Harçlar yükseltilmesin diye eylem yapan öğrenciler apar-topar sınır-dışı edilirken bunların tutuklanarak Yargı’ya verilecekleri söyleniyor.
Neden?
Harçların artırılmasına karşı çıkmak zincir, sopa ve silahlarla yurttaşlara saldırıp kan akıtmaktan ve terör saçmaktan daha mı büyük bir suçtur?
Çifte standart sırıtmaktadır. “Derindeki devlet” ülkücüleri kollamakta ve şımartmaktadır.
İlişki Susurluk’ta ne olarak ortaya çıkmıştır.

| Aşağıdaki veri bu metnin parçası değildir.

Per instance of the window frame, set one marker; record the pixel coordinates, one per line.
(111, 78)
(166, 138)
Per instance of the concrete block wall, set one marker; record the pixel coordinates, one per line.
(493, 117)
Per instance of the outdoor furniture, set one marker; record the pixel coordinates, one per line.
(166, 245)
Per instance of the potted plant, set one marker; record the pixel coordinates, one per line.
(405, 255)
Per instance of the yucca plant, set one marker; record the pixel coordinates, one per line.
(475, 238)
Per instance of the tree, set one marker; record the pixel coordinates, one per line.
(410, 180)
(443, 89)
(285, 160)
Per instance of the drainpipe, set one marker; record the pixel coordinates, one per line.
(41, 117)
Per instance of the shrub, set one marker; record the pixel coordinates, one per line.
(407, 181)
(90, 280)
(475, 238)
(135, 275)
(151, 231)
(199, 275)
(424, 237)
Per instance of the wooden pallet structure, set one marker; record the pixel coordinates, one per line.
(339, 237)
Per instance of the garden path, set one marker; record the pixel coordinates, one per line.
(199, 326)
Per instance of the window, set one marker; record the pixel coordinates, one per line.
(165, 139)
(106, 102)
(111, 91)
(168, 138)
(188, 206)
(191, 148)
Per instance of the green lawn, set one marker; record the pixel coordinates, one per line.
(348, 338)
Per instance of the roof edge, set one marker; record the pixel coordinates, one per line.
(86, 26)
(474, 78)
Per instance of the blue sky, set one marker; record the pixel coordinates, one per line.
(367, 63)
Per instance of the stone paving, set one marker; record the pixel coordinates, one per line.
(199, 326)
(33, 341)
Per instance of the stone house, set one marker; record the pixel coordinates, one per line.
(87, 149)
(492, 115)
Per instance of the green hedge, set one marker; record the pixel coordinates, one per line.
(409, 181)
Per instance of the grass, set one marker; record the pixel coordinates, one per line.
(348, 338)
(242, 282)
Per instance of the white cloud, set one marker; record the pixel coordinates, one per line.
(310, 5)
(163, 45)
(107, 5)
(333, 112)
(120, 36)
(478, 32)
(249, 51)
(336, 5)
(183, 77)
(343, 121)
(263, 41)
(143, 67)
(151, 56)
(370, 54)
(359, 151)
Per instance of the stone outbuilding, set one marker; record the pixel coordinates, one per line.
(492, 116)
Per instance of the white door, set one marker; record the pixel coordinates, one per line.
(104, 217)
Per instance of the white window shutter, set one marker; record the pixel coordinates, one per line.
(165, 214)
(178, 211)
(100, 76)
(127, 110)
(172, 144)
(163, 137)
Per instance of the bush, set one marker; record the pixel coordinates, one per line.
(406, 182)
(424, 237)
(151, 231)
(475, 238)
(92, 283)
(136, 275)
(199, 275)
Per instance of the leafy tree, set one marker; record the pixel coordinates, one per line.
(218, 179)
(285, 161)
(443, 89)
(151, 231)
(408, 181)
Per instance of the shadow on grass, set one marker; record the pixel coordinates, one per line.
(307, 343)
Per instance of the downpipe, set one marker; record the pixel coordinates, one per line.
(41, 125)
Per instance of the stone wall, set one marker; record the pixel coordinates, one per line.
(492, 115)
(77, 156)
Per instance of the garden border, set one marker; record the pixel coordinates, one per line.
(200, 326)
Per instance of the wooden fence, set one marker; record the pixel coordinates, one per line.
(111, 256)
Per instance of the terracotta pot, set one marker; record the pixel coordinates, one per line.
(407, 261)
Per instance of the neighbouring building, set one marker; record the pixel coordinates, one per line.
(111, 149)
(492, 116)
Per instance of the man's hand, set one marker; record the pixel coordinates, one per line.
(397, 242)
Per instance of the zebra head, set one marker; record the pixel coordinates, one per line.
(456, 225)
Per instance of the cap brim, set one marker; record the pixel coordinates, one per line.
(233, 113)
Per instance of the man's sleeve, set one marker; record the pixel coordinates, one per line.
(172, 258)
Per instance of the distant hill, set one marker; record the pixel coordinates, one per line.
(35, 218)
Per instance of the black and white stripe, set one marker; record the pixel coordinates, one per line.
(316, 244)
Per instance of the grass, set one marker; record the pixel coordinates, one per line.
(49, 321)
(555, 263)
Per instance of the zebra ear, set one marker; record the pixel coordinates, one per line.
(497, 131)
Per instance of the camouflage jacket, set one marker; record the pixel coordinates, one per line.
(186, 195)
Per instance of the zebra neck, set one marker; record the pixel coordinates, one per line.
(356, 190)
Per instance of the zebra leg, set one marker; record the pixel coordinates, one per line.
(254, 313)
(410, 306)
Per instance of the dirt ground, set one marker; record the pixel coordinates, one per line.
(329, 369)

Sağcı, solcu, Kürt ve Türk; önce insanız. Her birimizin insan haklarımız vardır. Bu haklara birlikte sahip çıkmalıyız. Hukukun üstünlüğü bunu gerektirir. İnsan Hakları Evrensel Bildirgesi’ni onaylayan her ülke İnsan Hakları’na saygılı olmak zorundadır. Anayasa dışı makam veya yetki olamaz. Kim ki kendini Anayasa’nın üzerinde görür yurttaşların bilinçli direnci ile karşılaşmalıdır. Basın kendine düşeni yapmalıdır. Hukukun üstünlüğü başka türlü sağlanamaz. İnsansak, İnsan Hakları’mıza, yurttaş isek, yurttaşlık haklarımıza BİRLİKTE sahip çıkmalıyız. Derinde ayrı devlet olamaz.